I leave Elle in the kitchen, comforted by the sound of her running the tap and clattering around in the cupboards. She’s always been a frequent and very welcome visitor here. Not nearly as frequent as Jonah Jones, mind – he spent almost as much time here with Freddie as I did, very often slumped on our sofa watching a movie no one had ever heard of or eating pizza out of a box because neither of them were exactly Jamie Oliver in the kitchen. I never said as much to Freddie, but I sometimes felt as if Jonah resented having to give his best friend up to me. I guess three is always an odd number.

‘No David today?’

Mum looks past us as she opens the front door. I sometimes think she’s fonder of David than she is of us. She was the same way with Freddie; she enjoys fussing over the men in that mothers-and-sons way.

‘Just us this morning, sorry,’ Elle says, not sorry.

Mum sighs theatrically. ‘You’ll just have to do. Although I was going to ask him to change the fuse in the plug on my hairdryer – it’s packed up again.’

Elle catches my eye behind Mum’s back and I know exactly what she’s thinking. David is terrible at anything DIY-related. It’s firmly Elle’s department if they have a shelf to go up or a room to be decorated or indeed a fuse to be changed, but our mother insists on clinging to the outdated suggestion that David is the man of the family and will do all the manly things. She could change her own fuse perfectly well: she raised us single-handedly and we didn’t die, she knows her earth wire from her live. She seems to think it imbues David with an added sense of self-worth if she looks to him for odd jobs, and he in turn looks to us with panicked, help-me eyes. He can’t even climb a step ladder without breaking out in a sweat; I had to distract Mum in the kitchen a few weeks ago while he held the ladder for Elle to clear out the guttering. It’s a game we all play. Freddie was the natural doer of the family, and in his absence David has been unwillingly promoted to family fixer.

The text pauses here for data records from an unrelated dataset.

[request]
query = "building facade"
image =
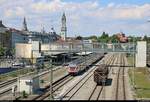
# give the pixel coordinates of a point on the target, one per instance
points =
(5, 36)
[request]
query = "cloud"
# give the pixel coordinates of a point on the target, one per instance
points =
(17, 11)
(86, 17)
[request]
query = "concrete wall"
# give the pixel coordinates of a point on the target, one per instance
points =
(141, 54)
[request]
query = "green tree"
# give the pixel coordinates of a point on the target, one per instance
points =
(93, 38)
(2, 51)
(104, 38)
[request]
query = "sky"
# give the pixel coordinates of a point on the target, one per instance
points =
(84, 17)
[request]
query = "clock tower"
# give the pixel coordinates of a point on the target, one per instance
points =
(63, 33)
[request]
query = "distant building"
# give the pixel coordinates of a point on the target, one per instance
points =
(10, 36)
(122, 38)
(18, 36)
(63, 33)
(24, 25)
(5, 36)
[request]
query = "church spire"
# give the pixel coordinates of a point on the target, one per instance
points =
(24, 25)
(63, 28)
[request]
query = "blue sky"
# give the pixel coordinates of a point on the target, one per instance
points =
(84, 17)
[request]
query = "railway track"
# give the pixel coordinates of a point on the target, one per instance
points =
(97, 91)
(120, 88)
(73, 91)
(56, 86)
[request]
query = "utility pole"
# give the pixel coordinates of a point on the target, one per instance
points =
(51, 79)
(133, 64)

‘I’m making cheese and onion omelettes,’ Mum says as we follow her down the hallway. ‘Testing out a new pan.’ She twirls a bright-pink frying pan at us.

‘The shopping channel again?’ Elle asks, dropping her bag by the kitchen table.

Mum shrugs. ‘It just happened to be on. You know I don’t usually buy off the telly, but Kathrin Magyar was so impressed by it, and the handle had just fallen off my old frying pan, so it seemed like it was fate.’

I suppress a smile and Elle looks away. We both know that Mum’s kitchen cupboards are stuffed with unnecessary purchases the super-glam TV presenter Kathrin Magyar has convinced her will revolutionize her life.

‘Want me to chop the onions?’ I say.

Mum shakes her head. ‘Already done. They’re in the mini-chopper.’